Why am I telling you about these events, which at first glance seem nothing out of the ordinary?
Because there I received one of the finest lessons in pragmatism in recent years, while our terribly ideological way of seeing the world was given a joyful rebuff.
What distinguishes
the WYF from the WEF?
What distinguishes the WYF from the WEF and the BRICS countries and the Global South in general from the G7 and the OECD? On the surface, almost nothing, but basically almost everything.
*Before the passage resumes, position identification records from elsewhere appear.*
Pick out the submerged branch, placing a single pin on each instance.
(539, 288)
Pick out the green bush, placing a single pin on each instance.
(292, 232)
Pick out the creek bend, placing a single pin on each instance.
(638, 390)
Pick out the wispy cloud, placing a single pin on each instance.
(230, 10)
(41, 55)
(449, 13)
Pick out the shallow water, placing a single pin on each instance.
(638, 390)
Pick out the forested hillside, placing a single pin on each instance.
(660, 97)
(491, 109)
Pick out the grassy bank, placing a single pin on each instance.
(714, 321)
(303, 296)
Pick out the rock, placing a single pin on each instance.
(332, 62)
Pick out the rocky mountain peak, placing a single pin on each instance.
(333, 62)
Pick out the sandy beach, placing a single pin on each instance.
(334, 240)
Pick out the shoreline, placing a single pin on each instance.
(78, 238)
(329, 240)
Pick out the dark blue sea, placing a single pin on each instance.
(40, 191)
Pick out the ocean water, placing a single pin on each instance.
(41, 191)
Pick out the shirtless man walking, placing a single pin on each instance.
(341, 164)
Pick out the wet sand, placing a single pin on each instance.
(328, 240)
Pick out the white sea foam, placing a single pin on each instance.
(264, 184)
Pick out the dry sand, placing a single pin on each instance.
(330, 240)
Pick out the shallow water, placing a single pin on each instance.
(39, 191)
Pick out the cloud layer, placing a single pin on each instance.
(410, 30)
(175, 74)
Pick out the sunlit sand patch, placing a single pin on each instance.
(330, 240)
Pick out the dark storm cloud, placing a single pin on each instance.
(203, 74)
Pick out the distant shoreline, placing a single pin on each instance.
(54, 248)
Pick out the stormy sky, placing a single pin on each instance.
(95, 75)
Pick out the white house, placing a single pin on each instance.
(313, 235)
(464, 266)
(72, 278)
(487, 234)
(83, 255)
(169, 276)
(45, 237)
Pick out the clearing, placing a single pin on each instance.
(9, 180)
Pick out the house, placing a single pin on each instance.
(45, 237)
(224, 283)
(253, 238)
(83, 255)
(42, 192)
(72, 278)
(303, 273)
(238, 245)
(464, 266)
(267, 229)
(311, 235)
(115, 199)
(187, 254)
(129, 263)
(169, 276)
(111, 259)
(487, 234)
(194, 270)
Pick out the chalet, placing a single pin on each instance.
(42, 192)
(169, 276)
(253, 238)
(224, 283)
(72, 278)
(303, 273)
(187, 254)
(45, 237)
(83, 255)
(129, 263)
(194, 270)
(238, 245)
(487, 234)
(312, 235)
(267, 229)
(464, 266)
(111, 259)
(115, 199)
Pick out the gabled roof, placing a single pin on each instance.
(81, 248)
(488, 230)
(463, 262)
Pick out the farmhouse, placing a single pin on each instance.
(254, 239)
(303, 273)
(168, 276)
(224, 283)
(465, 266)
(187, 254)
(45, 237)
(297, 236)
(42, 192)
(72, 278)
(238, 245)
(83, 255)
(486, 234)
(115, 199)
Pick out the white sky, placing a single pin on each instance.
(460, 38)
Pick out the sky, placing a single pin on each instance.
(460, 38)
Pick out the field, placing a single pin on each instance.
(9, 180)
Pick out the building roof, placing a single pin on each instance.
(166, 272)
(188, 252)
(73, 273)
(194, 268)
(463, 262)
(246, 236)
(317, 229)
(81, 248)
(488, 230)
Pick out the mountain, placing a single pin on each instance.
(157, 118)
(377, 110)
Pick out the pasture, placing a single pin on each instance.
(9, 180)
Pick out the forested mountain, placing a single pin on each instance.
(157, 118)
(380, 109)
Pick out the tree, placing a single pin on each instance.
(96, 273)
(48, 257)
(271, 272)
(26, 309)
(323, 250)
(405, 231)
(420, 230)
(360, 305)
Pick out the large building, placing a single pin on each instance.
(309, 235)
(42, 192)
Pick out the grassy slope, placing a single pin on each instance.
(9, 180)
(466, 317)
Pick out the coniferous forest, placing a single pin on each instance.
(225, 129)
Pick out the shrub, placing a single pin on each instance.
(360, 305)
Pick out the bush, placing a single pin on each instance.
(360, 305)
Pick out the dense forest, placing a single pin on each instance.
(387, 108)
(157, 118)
With typical Russian timing and a sense of historical continuity, the Cyberdom Centre was set up in a former factory for wax and postal seals, which were used to seal letters in Tsarist times. The red brick walls are papered with anthologies of Soviet literature and video screens showing futuristic visions of the cyberthreats about to flood the planet. The whole thing looks like a Californian high-tech campus inspired by Marx and Dostoyevsky. A young computer geek with long hair and a beard explains to us that his company produces security solutions. All kinds of solutions. Both offensive and defensive ones, because a good shield is not conceivable without a good command of the sword, as Sun Tzu would have said. For 500,000 US dollars, he assures us, he can hack into the mobile phone of anyone in the world in less than 15 minutes. His speciality, however, is the defence against cyber intrusions. Anything can be hacked: Factories, hospitals, ski resorts, satellites, aeroplanes, submarines, schools, self-driving cars.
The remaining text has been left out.